# much ado about nothing



## Clay (Jun 13, 2012)

hello
I purchased a new M and P 9c the other day, cant wait to shoot it, it feels great and I have read good things about it. I have a question that has nothing to do about anything but
I was talking to my dad the other day. He was an MP in the Korea war. I asked him what side arm he carried and he really didnt remember. He remembers it was a 45 caliper but thinks it was a colt but he is not sure. Could he have been carying a M and P hand gun? would all the servicemen carry the same pistol, or does it vary depending on job, or rank, or preference etc
Thanks
Clay


----------



## chessail77 (Mar 15, 2011)

Most likely it was a 1911 .45 cal made by Colt......JJ


----------



## VAMarine (Dec 25, 2008)

Clay said:


> hello
> I purchased a new M and P 9c the other day, cant wait to shoot it, it feels great and I have read good things about it. I have a question that has nothing to do about anything but
> I was talking to my dad the other day. He was an MP in the Korea war. I asked him what side arm he carried and he really didnt remember. He remembers it was a 45 caliper but thinks it was a colt but he is not sure. Could he have been carying a M and P hand gun? would all the servicemen carry the same pistol, or does it vary depending on job, or rank, or preference etc
> Thanks
> Clay


The standard issue sidearm of the US forces from 1911 to 1985 was the M1911, Colt was the primary manufacturer although there were a couple others during war time (WWI and WWIII) if it was a semi-automatic, it was probably a Colt as that fits his recollection, but then again I've heard some old timers refer to any 1911 as a Colt when they weren't.
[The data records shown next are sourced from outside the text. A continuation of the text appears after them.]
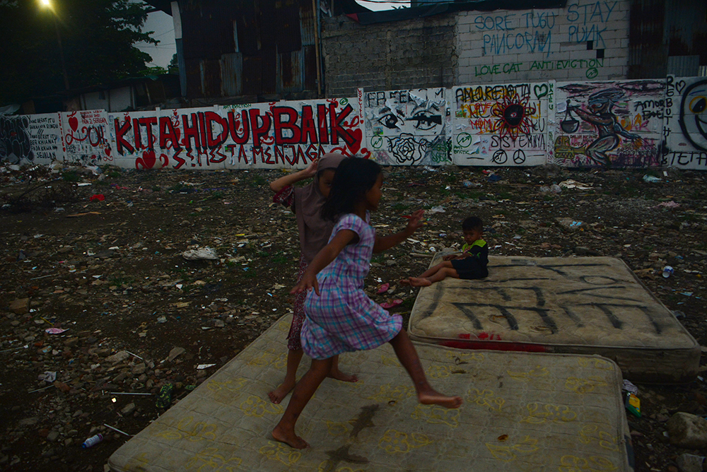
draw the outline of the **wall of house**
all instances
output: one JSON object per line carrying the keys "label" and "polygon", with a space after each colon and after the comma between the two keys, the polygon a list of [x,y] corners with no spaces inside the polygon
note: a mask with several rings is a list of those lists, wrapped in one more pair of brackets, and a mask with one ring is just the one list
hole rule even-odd
{"label": "wall of house", "polygon": [[346,16],[322,19],[325,96],[366,90],[450,87],[455,83],[456,16],[362,26]]}
{"label": "wall of house", "polygon": [[105,110],[119,112],[134,107],[130,87],[121,87],[105,90],[101,98],[100,92],[90,92],[81,95],[81,106],[86,110]]}
{"label": "wall of house", "polygon": [[458,13],[459,85],[625,78],[629,0]]}
{"label": "wall of house", "polygon": [[0,115],[0,161],[132,169],[384,165],[707,170],[707,79],[516,82],[156,111]]}

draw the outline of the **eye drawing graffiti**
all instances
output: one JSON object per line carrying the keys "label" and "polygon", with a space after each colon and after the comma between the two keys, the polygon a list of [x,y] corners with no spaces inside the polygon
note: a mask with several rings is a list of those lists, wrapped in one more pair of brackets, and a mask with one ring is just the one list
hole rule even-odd
{"label": "eye drawing graffiti", "polygon": [[414,113],[412,117],[407,119],[408,122],[417,122],[415,129],[421,131],[432,129],[438,124],[442,124],[442,115],[428,114],[424,110]]}
{"label": "eye drawing graffiti", "polygon": [[398,122],[400,122],[401,124],[402,123],[402,120],[392,113],[387,113],[386,114],[384,114],[378,119],[378,122],[386,128],[389,128],[390,129],[399,128],[398,126]]}
{"label": "eye drawing graffiti", "polygon": [[683,92],[678,122],[692,146],[707,151],[707,81],[696,82]]}
{"label": "eye drawing graffiti", "polygon": [[530,100],[530,97],[505,94],[503,101],[494,103],[491,107],[491,115],[496,118],[491,131],[501,137],[510,136],[514,141],[521,134],[530,134],[530,115],[535,112],[535,107],[528,103]]}

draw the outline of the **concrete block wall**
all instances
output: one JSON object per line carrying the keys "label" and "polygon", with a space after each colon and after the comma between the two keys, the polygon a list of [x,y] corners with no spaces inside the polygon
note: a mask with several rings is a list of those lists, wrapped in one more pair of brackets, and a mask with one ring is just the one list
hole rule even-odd
{"label": "concrete block wall", "polygon": [[361,25],[346,16],[322,28],[325,96],[450,87],[457,70],[456,15]]}
{"label": "concrete block wall", "polygon": [[630,4],[459,12],[455,84],[625,78]]}

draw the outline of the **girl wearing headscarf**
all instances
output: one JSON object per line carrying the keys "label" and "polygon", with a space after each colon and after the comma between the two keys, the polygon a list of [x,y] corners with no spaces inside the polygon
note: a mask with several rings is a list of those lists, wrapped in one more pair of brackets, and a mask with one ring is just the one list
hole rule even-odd
{"label": "girl wearing headscarf", "polygon": [[[339,164],[344,160],[341,154],[325,154],[318,160],[299,172],[288,174],[270,183],[270,189],[275,192],[272,201],[290,208],[297,219],[297,229],[300,236],[300,271],[298,282],[302,278],[308,266],[322,247],[327,245],[332,235],[334,222],[322,218],[322,206],[329,196],[329,191],[334,180],[334,173]],[[301,187],[294,184],[305,179],[314,177],[311,182]],[[305,319],[304,302],[307,294],[298,293],[295,297],[294,315],[292,325],[287,335],[287,371],[285,379],[276,389],[268,393],[270,401],[279,403],[290,392],[296,383],[297,367],[302,360],[302,344],[300,333]],[[329,377],[344,382],[356,382],[355,375],[347,375],[339,370],[339,356],[334,358]]]}

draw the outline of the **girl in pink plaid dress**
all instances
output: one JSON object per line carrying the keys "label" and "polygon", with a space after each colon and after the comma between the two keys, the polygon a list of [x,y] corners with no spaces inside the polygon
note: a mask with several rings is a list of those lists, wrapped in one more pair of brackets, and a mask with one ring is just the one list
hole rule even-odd
{"label": "girl in pink plaid dress", "polygon": [[383,176],[372,160],[351,158],[337,169],[322,214],[337,219],[329,244],[312,259],[292,293],[309,291],[305,302],[302,348],[312,365],[293,391],[290,403],[272,431],[273,437],[296,449],[309,444],[295,434],[295,424],[327,377],[334,358],[341,353],[373,349],[390,343],[412,379],[423,404],[459,408],[462,399],[448,396],[427,382],[417,351],[402,329],[402,319],[390,314],[363,291],[370,257],[405,240],[422,225],[422,210],[412,214],[407,228],[379,237],[369,224],[369,212],[378,208]]}
{"label": "girl in pink plaid dress", "polygon": [[[329,196],[329,191],[334,179],[334,171],[344,160],[341,154],[325,154],[299,172],[288,174],[270,183],[270,189],[275,192],[272,200],[291,208],[297,219],[297,229],[300,236],[300,272],[298,281],[307,269],[307,266],[320,250],[327,245],[334,228],[334,222],[322,218],[322,206]],[[305,179],[314,177],[308,184],[295,187],[293,184]],[[302,293],[295,295],[295,309],[292,324],[287,335],[287,367],[285,379],[280,385],[268,392],[270,401],[279,403],[290,393],[297,380],[297,367],[302,360],[302,342],[300,332],[305,319],[305,297]],[[356,382],[356,376],[344,374],[339,370],[339,358],[334,359],[329,377],[343,380]]]}

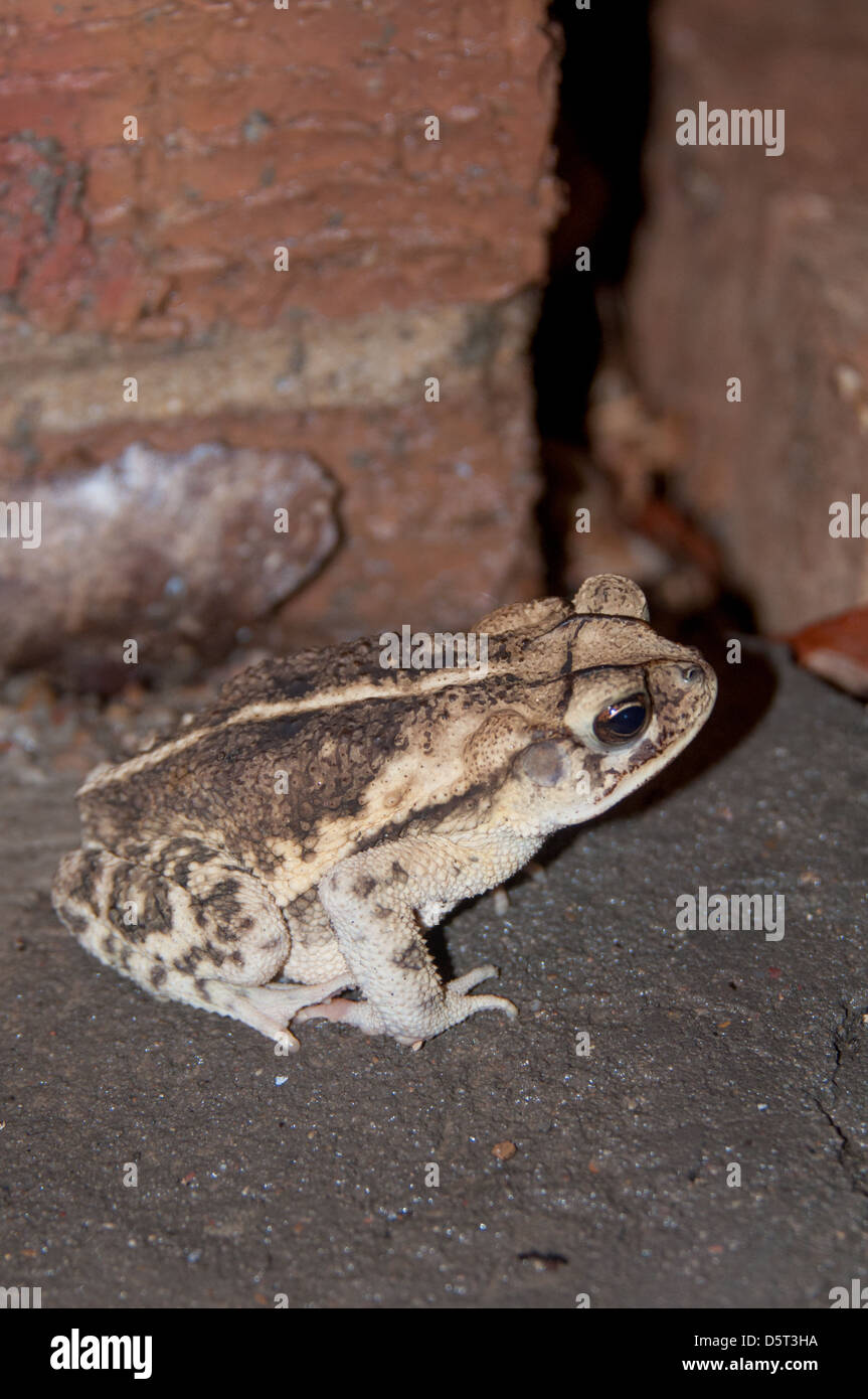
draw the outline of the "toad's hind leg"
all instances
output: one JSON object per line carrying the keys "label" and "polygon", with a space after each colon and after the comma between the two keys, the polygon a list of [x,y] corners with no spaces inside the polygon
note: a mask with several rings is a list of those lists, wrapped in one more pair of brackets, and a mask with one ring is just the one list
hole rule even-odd
{"label": "toad's hind leg", "polygon": [[347,986],[268,985],[289,953],[289,930],[267,890],[214,859],[187,867],[186,886],[102,849],[67,855],[55,908],[74,937],[155,996],[242,1020],[288,1049],[302,1007]]}

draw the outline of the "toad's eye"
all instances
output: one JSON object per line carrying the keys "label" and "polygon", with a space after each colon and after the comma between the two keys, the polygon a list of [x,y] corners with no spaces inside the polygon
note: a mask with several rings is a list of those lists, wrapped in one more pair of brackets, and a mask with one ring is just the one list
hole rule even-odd
{"label": "toad's eye", "polygon": [[647,727],[651,718],[651,701],[647,695],[630,695],[619,700],[618,704],[607,705],[594,719],[594,733],[601,743],[614,747],[618,743],[630,743]]}

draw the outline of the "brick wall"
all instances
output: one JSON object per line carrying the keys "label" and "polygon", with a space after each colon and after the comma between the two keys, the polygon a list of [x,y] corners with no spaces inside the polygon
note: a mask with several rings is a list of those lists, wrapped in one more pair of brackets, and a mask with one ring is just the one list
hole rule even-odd
{"label": "brick wall", "polygon": [[[458,625],[538,588],[527,288],[558,207],[544,25],[537,0],[7,8],[0,484],[42,501],[43,537],[0,541],[18,616],[0,659],[110,660],[140,625],[159,673],[266,618],[291,645]],[[151,533],[136,442],[154,453],[140,476],[151,460],[172,480]],[[253,614],[261,548],[226,548],[221,625],[185,572],[191,512],[232,533],[217,457],[190,456],[211,442],[249,474],[253,516],[260,469],[268,508],[275,470],[296,509],[312,470],[321,485],[312,527],[278,539],[301,550],[278,568],[285,600]],[[87,568],[82,529],[102,540]]]}

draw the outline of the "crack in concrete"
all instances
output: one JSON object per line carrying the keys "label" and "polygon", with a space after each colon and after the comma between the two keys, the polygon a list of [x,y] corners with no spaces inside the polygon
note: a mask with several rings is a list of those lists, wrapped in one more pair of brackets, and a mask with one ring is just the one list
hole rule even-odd
{"label": "crack in concrete", "polygon": [[846,1132],[834,1115],[841,1094],[839,1074],[843,1066],[844,1051],[858,1048],[860,1034],[857,1025],[861,1027],[868,1021],[868,1009],[854,1010],[846,1002],[841,1002],[841,1010],[844,1011],[844,1018],[832,1032],[832,1048],[834,1049],[834,1069],[829,1080],[832,1111],[823,1107],[819,1097],[815,1097],[813,1102],[840,1142],[836,1156],[839,1165],[847,1175],[850,1189],[868,1198],[868,1179],[864,1178],[865,1168],[860,1168],[860,1164],[854,1158],[853,1133]]}

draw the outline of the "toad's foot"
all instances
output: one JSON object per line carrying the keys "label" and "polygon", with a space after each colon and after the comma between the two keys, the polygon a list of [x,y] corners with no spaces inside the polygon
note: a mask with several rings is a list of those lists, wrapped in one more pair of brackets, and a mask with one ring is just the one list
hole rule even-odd
{"label": "toad's foot", "polygon": [[369,1000],[347,1000],[342,996],[316,1006],[305,1006],[295,1017],[295,1024],[302,1024],[305,1020],[341,1021],[345,1025],[355,1025],[368,1035],[391,1035],[398,1044],[419,1049],[426,1039],[443,1034],[451,1025],[474,1016],[477,1010],[502,1010],[510,1020],[514,1020],[519,1011],[506,996],[467,995],[479,982],[496,975],[499,975],[496,967],[475,967],[463,977],[457,977],[443,988],[442,997],[436,1004],[419,1007],[419,1011],[412,1017],[412,1024],[408,1023],[407,1016],[400,1017],[401,1023],[390,1024]]}

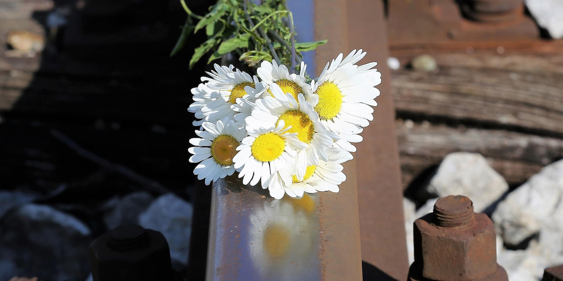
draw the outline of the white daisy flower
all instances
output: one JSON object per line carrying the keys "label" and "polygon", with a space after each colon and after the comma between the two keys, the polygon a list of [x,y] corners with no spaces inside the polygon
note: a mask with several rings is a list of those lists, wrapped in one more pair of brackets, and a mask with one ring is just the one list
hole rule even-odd
{"label": "white daisy flower", "polygon": [[225,116],[232,120],[236,112],[231,110],[231,105],[236,103],[236,99],[247,94],[244,88],[254,88],[258,83],[258,77],[251,76],[238,69],[215,65],[215,70],[207,72],[211,78],[202,77],[207,83],[200,84],[192,89],[194,102],[188,110],[195,113],[196,118],[202,120],[194,122],[198,126],[203,121],[215,123]]}
{"label": "white daisy flower", "polygon": [[379,95],[375,86],[381,82],[381,73],[372,68],[377,63],[355,64],[366,53],[354,49],[327,63],[316,83],[311,83],[313,94],[306,97],[311,103],[318,100],[314,107],[321,122],[340,136],[335,144],[350,152],[356,151],[350,143],[361,142],[358,134],[373,120],[370,106],[377,105],[374,99]]}
{"label": "white daisy flower", "polygon": [[[275,126],[260,127],[248,131],[249,135],[236,148],[238,153],[233,158],[235,169],[242,168],[239,178],[244,184],[254,185],[261,179],[262,188],[266,188],[270,175],[280,169],[292,167],[297,150],[307,148],[296,133],[288,133],[283,121]],[[243,178],[244,177],[244,178]],[[252,180],[251,180],[252,179]]]}
{"label": "white daisy flower", "polygon": [[296,99],[276,84],[270,85],[270,89],[274,97],[266,96],[256,101],[251,115],[245,119],[247,130],[278,125],[283,121],[288,133],[297,133],[299,140],[307,144],[307,149],[298,151],[296,156],[297,174],[302,179],[307,166],[318,164],[319,158],[328,161],[324,148],[339,138],[319,121],[319,115],[303,94],[298,93]]}
{"label": "white daisy flower", "polygon": [[205,131],[196,130],[195,134],[203,138],[193,138],[190,143],[196,146],[188,151],[194,155],[190,162],[202,161],[194,169],[198,179],[205,179],[205,184],[215,182],[235,172],[233,158],[238,152],[236,148],[246,135],[244,128],[239,129],[233,120],[225,117],[216,124],[203,122]]}
{"label": "white daisy flower", "polygon": [[[311,92],[311,86],[307,83],[305,76],[306,69],[307,65],[302,61],[299,75],[295,73],[290,74],[287,66],[278,65],[275,60],[274,60],[271,62],[262,61],[260,67],[256,70],[256,73],[260,79],[269,85],[275,84],[282,88],[284,93],[289,93],[295,99],[297,99],[297,94],[302,93],[307,94]],[[271,93],[269,90],[268,92]]]}
{"label": "white daisy flower", "polygon": [[244,87],[247,94],[242,98],[238,98],[235,101],[236,103],[231,105],[231,110],[236,112],[234,119],[237,125],[244,126],[246,124],[244,119],[250,116],[252,108],[256,105],[256,99],[266,92],[268,87],[265,82],[260,82],[256,84],[256,88],[250,86]]}
{"label": "white daisy flower", "polygon": [[327,153],[328,161],[319,160],[318,165],[307,166],[302,180],[298,179],[297,175],[291,175],[287,170],[280,170],[272,175],[268,185],[270,195],[280,199],[284,194],[295,197],[303,196],[303,192],[338,192],[338,185],[346,179],[341,164],[348,161],[348,153],[336,147],[328,148]]}

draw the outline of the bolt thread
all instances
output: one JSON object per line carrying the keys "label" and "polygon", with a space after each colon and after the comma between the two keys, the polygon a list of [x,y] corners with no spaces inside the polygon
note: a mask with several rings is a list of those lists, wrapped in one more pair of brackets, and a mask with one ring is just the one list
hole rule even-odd
{"label": "bolt thread", "polygon": [[443,227],[467,228],[473,224],[473,202],[462,196],[441,198],[434,205],[434,224]]}

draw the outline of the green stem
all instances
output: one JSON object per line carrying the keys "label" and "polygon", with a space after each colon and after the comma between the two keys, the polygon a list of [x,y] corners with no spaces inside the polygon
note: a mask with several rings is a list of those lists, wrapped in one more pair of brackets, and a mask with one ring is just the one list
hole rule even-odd
{"label": "green stem", "polygon": [[184,7],[184,10],[186,11],[186,13],[187,13],[188,16],[193,16],[198,20],[203,19],[203,17],[194,13],[193,12],[192,12],[191,10],[187,7],[187,5],[186,4],[185,0],[180,0],[180,2],[182,4],[182,7]]}
{"label": "green stem", "polygon": [[[258,28],[258,27],[260,26],[261,24],[264,23],[264,22],[266,21],[266,20],[267,20],[270,17],[276,13],[289,13],[289,15],[292,15],[291,12],[287,10],[283,10],[282,11],[276,11],[275,12],[274,12],[273,13],[270,13],[270,15],[266,16],[266,17],[262,19],[262,20],[261,20],[260,21],[258,21],[258,23],[256,24],[256,25],[255,25],[253,28],[252,28],[250,30],[251,31],[253,31],[255,29]],[[292,16],[292,18],[293,18],[293,16]]]}
{"label": "green stem", "polygon": [[289,28],[291,31],[291,68],[295,71],[295,63],[297,61],[295,55],[295,28],[293,25],[293,15],[289,13]]}

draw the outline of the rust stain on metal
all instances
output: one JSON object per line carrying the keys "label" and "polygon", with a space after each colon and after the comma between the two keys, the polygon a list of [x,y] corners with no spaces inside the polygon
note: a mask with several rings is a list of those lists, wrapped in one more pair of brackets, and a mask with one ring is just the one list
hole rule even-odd
{"label": "rust stain on metal", "polygon": [[[364,140],[355,144],[360,152],[354,157],[362,260],[393,278],[405,280],[408,261],[383,1],[348,0],[345,8],[348,49],[338,52],[363,48],[368,54],[360,63],[378,62],[382,79],[377,86],[381,94],[376,99],[374,121],[361,134]],[[330,32],[329,42],[341,36]]]}
{"label": "rust stain on metal", "polygon": [[563,265],[546,268],[542,281],[563,281]]}
{"label": "rust stain on metal", "polygon": [[473,212],[462,196],[441,198],[434,212],[414,222],[414,262],[410,280],[508,280],[497,264],[494,226]]}
{"label": "rust stain on metal", "polygon": [[[344,164],[346,181],[338,193],[319,198],[323,280],[360,280],[361,253],[354,161]],[[346,241],[346,242],[345,242]]]}

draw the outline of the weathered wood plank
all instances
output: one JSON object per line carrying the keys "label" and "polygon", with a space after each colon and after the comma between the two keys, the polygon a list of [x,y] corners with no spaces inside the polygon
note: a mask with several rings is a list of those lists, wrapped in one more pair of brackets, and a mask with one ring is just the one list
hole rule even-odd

There were some revolvers scattered about the US Military during that time, there were Colt and S&W revolvers chambered in .45ACP, and some .38 models here and there, but as an MP, I'd wager it was a 1911 of some sort.


----------



## Clay (Jun 13, 2012)

VAMarine said:


> The standard issue sidearm of the US forces from 1911 to 1985 was the M1911, Colt was the primary manufacturer although there were a couple others during war time (WWI and WWIII) if it was a semi-automatic, it was probably a Colt as that fits his recollection, but then again I've heard some old timers refer to any 1911 as a Colt when they weren't.
> 
> There were some revolvers scattered about the US Military during that time, there were Colt and S&W revolvers chambered in .45ACP, and some .38 models here and there, but as an MP, I'd wager it was a 1911 of some sort.


thanks


----------



## Bob Wright (May 10, 2006)

By the time of Korea, it had been awhile since any new .45s had been made. Most of the M1911A1s I saw were a mix of parts. There were many made by Remington Rand, a few by Springfield Armory (The real Springfield Armory in Massachusetts) Union Switch & Signal as well as by Colt. Officers usually glomped on the better guns regardless of manufacture. Having a Colt made pistol was desirable, but not always possible.

I did see a few M1917 Colt revolvers, but these were few and far between.

General officers were given a Colt M1903 Pocket Model pistol in .380 ACP, and CID agents carried Colt Detective Specials in .38 Special. Aircrewmen carried various guns, usually provided at their own expense.


Bob Wright


----------